From his studio in Haggerston, east London, Neill continues to experiment with organic materials and elevated forms – using techniques both traditional and boldly modern. As well as good old fashioned sketches, he also works with his studio team using CAD and digital algorithms to identify shapes, forms and patterns that the human eye (or brain) would struggle to compute alone. As Neill puts it: “It’s about mixing artisanal craft and digital technology to get the very best out of a material.”

With his work in museums and galleries around the globe, including the National Gallery of Victoria, AMA Collection in Venice and RISD Museum in the USA, and collaborations with brands including Riva 1920, Kundalini, Swarovski, Microsoft, Mercedes-Benz and Alexander McQueen to his name, it’s hard to predict where Neill will go next. Whatever he does, you can guarantee it’ll thought-provoking.

Here, he talks us about his passion for the natural world, his fascination for circular design and why he creates “objects of hope”.

My interest in the natural world emerged at a very early age. Growing up in Tasmania, and learning how to make furniture there, you’re surrounded by wilderness. I started to make furniture around 12 or 13 years old, using tools I borrowed from my grandparents. In that context, it’s in your DNA to be very respectful and also aware of your responsibly to the natural materials our society works with.

I’m a sustainable designer, but it’s a buzzword I try to avoid. Really, I think ‘circular’ is a better term. The reason I use old or recycled materials is simple – if I don’t use old material, the alternative is to go to a merchant and buy new material, and the costs that come with that can be huge. When I came up with the idea for Ocean Terrazzo, I was standing on a beach at home in Tasmania that I used to play on as a child and it was littered with pieces of plastic.

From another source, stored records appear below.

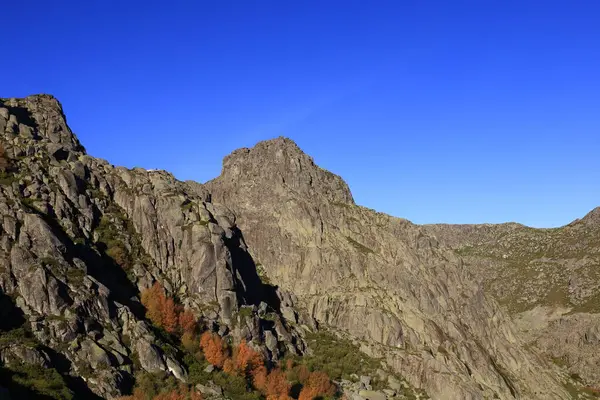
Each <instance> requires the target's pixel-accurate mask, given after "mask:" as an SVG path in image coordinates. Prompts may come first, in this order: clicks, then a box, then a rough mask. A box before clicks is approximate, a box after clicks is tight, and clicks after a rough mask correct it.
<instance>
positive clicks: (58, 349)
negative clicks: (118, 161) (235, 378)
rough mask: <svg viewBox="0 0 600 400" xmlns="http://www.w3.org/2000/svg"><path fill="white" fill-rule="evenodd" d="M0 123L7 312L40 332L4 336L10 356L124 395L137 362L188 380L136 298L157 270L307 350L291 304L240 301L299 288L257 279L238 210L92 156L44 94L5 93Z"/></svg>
mask: <svg viewBox="0 0 600 400" xmlns="http://www.w3.org/2000/svg"><path fill="white" fill-rule="evenodd" d="M0 133H1V134H2V143H3V146H4V148H5V151H6V158H7V159H8V160H9V166H8V168H7V170H6V171H5V172H3V173H2V185H0V213H1V217H0V225H1V236H0V246H1V249H2V251H1V252H0V272H1V273H0V290H1V292H2V297H3V299H4V300H3V302H2V306H3V312H4V313H13V314H14V313H16V314H18V315H20V319H19V321H21V320H23V321H22V322H23V324H24V326H25V328H26V331H31V334H32V336H33V337H32V338H31V340H33V341H34V342H35V343H34V345H33V346H32V345H31V343H24V341H21V340H20V339H19V338H18V337H17V338H15V339H14V340H12V339H11V340H7V341H6V342H3V346H2V349H1V350H0V357H1V359H2V361H3V363H4V364H5V365H7V366H9V367H10V366H11V364H14V363H19V362H20V361H22V360H23V359H24V358H25V359H26V360H27V361H31V362H33V363H37V364H40V365H44V366H55V367H56V368H57V369H58V371H59V372H60V373H61V374H63V375H65V376H72V377H76V378H73V379H74V380H76V381H79V382H78V383H79V386H78V387H84V391H83V394H80V395H81V396H91V393H87V394H85V393H86V390H87V389H88V388H89V390H90V391H91V392H93V393H95V394H96V395H98V396H102V397H112V396H116V395H119V394H121V393H122V391H124V390H127V389H128V388H129V387H130V386H131V384H132V379H133V374H134V372H136V370H145V371H149V372H155V371H168V372H169V373H171V374H173V375H174V376H175V377H177V378H180V379H182V380H184V379H185V375H186V370H185V367H184V366H183V365H182V363H181V359H180V358H181V357H178V354H177V352H176V351H175V350H174V349H172V350H173V351H171V352H170V354H168V352H167V351H165V346H167V349H168V343H167V344H165V343H163V342H162V341H161V338H160V337H159V336H157V333H156V332H155V330H154V329H153V327H152V326H151V325H150V324H149V323H148V322H147V321H146V320H145V319H144V310H143V309H142V307H141V304H140V303H139V298H138V294H139V290H143V289H145V288H148V287H149V286H150V285H151V284H152V282H154V281H159V282H161V283H162V285H163V286H164V287H165V288H166V290H167V292H168V293H170V294H171V295H174V296H177V297H178V298H179V299H180V300H181V302H182V303H183V304H184V305H186V306H187V307H189V308H191V309H193V310H194V311H195V312H196V314H197V315H202V316H203V318H204V320H203V321H204V323H205V325H206V326H207V327H212V328H213V329H215V330H220V332H221V333H223V334H228V335H231V336H232V337H234V338H235V339H237V340H240V339H242V338H245V339H247V340H248V341H255V342H257V343H263V344H264V342H265V338H269V346H268V348H265V351H266V352H268V354H269V357H270V358H273V359H277V357H278V356H280V355H281V354H283V352H284V351H285V352H288V353H289V352H292V353H297V352H299V351H301V350H302V349H303V344H302V340H301V338H298V337H297V334H296V333H295V332H293V331H288V328H287V327H286V326H287V324H285V323H284V322H282V319H281V318H280V317H279V315H280V314H281V309H284V310H285V307H284V306H281V305H279V304H274V306H275V307H277V309H275V310H274V311H275V315H274V316H273V317H271V318H270V320H269V321H264V320H261V319H260V318H259V317H258V316H257V315H256V312H254V314H251V315H250V316H248V317H246V318H243V317H242V316H241V315H240V313H239V312H238V311H239V309H240V307H242V306H248V307H249V308H250V307H253V308H251V310H253V311H256V308H257V306H258V305H260V304H261V303H264V304H265V305H269V306H270V305H271V304H272V303H273V300H272V299H273V298H277V295H279V296H281V297H282V298H286V299H288V301H287V303H286V305H287V306H290V305H291V303H292V301H291V298H290V296H289V294H286V293H281V292H279V293H275V292H273V293H271V292H272V291H274V287H272V286H268V285H263V284H262V283H261V282H260V279H259V277H258V275H257V273H256V269H255V266H254V264H253V262H252V259H251V258H250V256H249V254H248V253H247V251H246V245H245V243H244V241H243V238H242V235H241V233H240V231H239V229H237V228H236V226H235V215H233V214H232V213H231V212H230V211H229V210H228V209H226V208H224V207H222V206H219V205H217V204H212V203H210V202H208V201H206V200H207V196H208V193H207V192H206V191H204V190H203V189H202V188H201V187H199V186H197V185H194V184H191V183H190V184H186V183H182V182H179V181H177V180H176V179H174V178H173V176H172V175H171V174H168V173H166V172H149V171H145V170H142V169H134V170H127V169H125V168H114V167H113V166H111V165H110V164H108V163H107V162H106V161H103V160H99V159H95V158H92V157H90V156H88V155H86V154H85V151H84V149H83V147H82V146H81V145H80V144H79V142H78V141H77V139H76V138H75V136H74V135H73V134H72V133H71V131H70V130H69V128H68V126H67V125H66V122H65V119H64V116H63V114H62V109H61V107H60V104H59V103H58V102H57V101H56V100H55V99H54V98H52V97H50V96H33V97H28V98H26V99H20V100H17V99H7V100H2V101H1V102H0ZM288 312H289V311H288ZM247 314H248V313H246V314H245V315H247ZM15 321H17V319H15ZM4 328H5V330H8V329H11V328H15V326H11V324H7V326H5V327H4ZM161 346H162V348H161ZM23 354H24V356H23ZM92 371H93V373H92Z"/></svg>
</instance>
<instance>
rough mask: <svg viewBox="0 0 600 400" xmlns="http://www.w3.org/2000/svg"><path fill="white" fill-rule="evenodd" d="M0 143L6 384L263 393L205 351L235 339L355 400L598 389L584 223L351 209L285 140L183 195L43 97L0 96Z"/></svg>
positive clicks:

I thought, “here’s a material that’s extracted from fossil fuels, causing great harm and waste in the process, transported across the world, refined, turned into a plastic object, transported again somewhere, used in seconds, and discarded.” I knew I had to find a way for these waste materials to find their way back into a circular system.

I don’t know why our society sees plastic as so disposable. Maybe it’s because it’s inexpensive, or because it just tends to package other things. Either way, this is a flawed idea. What makes plastic different to metal or glass? We need to think about all these materials as holistically, and be much more conscious of how we use them in the process.

 

When someone connects with one of my pieces I want them to understand the scale of the problem, but also that there’s an alternative. In the case of a piece like the Gyro table, it very much puts you face-to-face with the horror of ocean plastic pollution.

My work is all about objects of hope. They’re not objects of doom and gloom. Yes, they draw attention to the problems of consumption we’re dealing with today, but they also show the opportunities we have to reuse or elevate waste materials. Historically, we’ve seen plastics as disposable. If we can change our relationship with it, then we’re at a real turning point.

A successful design is one that resonates with people, both in terms of its given form, and in any kind of message it’s trying to communicate. If your creation can ignite an emotion or provoke a response in someone else, then that’s a success to me.